This is an automated email from the ASF dual-hosted git repository.
snuyanzin pushed a commit to branch master
in repository https://gitbox.apache.org/repos/asf/flink.git
The following commit(s) were added to refs/heads/master by this push:
new 83d68cd3549 [FLINK-39053][format/avro] Support VARCHAR to ENUM
conversion in avro-confluent format
83d68cd3549 is described below
commit 83d68cd3549c1988598df397a45356d9812ab795
Author: ddebowczyk92 <[email protected]>
AuthorDate: Sun Mar 22 19:18:06 2026 +0100
[FLINK-39053][format/avro] Support VARCHAR to ENUM conversion in
avro-confluent format
---
.../formats/avro/RowDataToAvroConverters.java | 3 +
.../AvroRowDataSchemaProvidedSerDeSchemaTest.java | 281 +++++++++++++++++++++
2 files changed, 284 insertions(+)
diff --git
a/flink-formats/flink-avro/src/main/java/org/apache/flink/formats/avro/RowDataToAvroConverters.java
b/flink-formats/flink-avro/src/main/java/org/apache/flink/formats/avro/RowDataToAvroConverters.java
index af7a936b270..202cd601bc0 100644
---
a/flink-formats/flink-avro/src/main/java/org/apache/flink/formats/avro/RowDataToAvroConverters.java
+++
b/flink-formats/flink-avro/src/main/java/org/apache/flink/formats/avro/RowDataToAvroConverters.java
@@ -139,6 +139,9 @@ public class RowDataToAvroConverters {
@Override
public Object convert(Schema schema, Object
object) {
+ if (schema.getType() == Schema.Type.ENUM) {
+ return new GenericData.EnumSymbol(schema,
object.toString());
+ }
return new Utf8(object.toString());
}
};
diff --git
a/flink-formats/flink-avro/src/test/java/org/apache/flink/formats/avro/AvroRowDataSchemaProvidedSerDeSchemaTest.java
b/flink-formats/flink-avro/src/test/java/org/apache/flink/formats/avro/AvroRowDataSchemaProvidedSerDeSchemaTest.java
new file mode 100644
index 00000000000..c07f153170a
--- /dev/null
+++
b/flink-formats/flink-avro/src/test/java/org/apache/flink/formats/avro/AvroRowDataSchemaProvidedSerDeSchemaTest.java
@@ -0,0 +1,281 @@
+/*
+ * Licensed to the Apache Software Foundation (ASF) under one
+ * or more contributor license agreements.

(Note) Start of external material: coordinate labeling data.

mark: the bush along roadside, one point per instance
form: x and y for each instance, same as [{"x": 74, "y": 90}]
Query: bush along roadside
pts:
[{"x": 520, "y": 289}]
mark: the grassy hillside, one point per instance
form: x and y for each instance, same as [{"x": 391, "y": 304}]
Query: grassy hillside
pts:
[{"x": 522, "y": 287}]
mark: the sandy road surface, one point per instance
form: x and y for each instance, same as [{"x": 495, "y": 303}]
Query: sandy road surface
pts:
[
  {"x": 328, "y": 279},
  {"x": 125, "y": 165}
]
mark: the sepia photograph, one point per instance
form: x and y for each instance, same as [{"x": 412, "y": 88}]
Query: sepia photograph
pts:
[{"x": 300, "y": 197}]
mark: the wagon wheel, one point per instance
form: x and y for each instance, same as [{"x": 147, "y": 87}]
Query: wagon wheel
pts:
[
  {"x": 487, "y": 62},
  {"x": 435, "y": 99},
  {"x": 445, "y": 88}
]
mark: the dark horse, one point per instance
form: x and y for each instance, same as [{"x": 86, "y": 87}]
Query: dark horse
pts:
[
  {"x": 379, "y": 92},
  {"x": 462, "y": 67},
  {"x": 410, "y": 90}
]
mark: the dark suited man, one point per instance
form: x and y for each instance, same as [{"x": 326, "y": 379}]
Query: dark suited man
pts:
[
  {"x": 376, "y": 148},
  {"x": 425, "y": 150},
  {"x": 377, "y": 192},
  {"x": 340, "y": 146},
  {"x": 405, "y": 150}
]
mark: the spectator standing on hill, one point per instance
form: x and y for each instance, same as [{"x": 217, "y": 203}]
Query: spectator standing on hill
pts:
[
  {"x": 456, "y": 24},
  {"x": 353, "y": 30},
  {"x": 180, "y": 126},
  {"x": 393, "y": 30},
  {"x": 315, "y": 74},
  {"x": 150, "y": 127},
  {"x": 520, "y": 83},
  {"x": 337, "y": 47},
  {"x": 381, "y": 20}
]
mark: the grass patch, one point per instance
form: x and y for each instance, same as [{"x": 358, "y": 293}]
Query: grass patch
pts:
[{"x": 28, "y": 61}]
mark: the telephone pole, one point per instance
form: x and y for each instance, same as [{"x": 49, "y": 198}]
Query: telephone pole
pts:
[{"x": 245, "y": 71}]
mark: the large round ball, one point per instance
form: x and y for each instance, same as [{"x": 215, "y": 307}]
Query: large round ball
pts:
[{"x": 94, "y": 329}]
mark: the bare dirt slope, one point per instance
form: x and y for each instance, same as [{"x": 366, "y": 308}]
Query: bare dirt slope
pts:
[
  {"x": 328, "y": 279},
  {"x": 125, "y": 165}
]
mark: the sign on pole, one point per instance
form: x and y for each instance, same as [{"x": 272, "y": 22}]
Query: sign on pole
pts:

See the NOTICE file
+ * distributed with this work for additional information
+ * regarding copyright ownership. The ASF licenses this file
+ * to you under the Apache License, Version 2.0 (the
+ * "License"); you may not use this file except in compliance
+ * with the License. You may obtain a copy of the License at
+ *
+ * http://www.apache.org/licenses/LICENSE-2.0
+ *
+ * Unless required by applicable law or agreed to in writing, software
+ * distributed under the License is distributed on an "AS IS" BASIS,
+ * WITHOUT WARRANTIES OR CONDITIONS OF ANY KIND, either express or implied.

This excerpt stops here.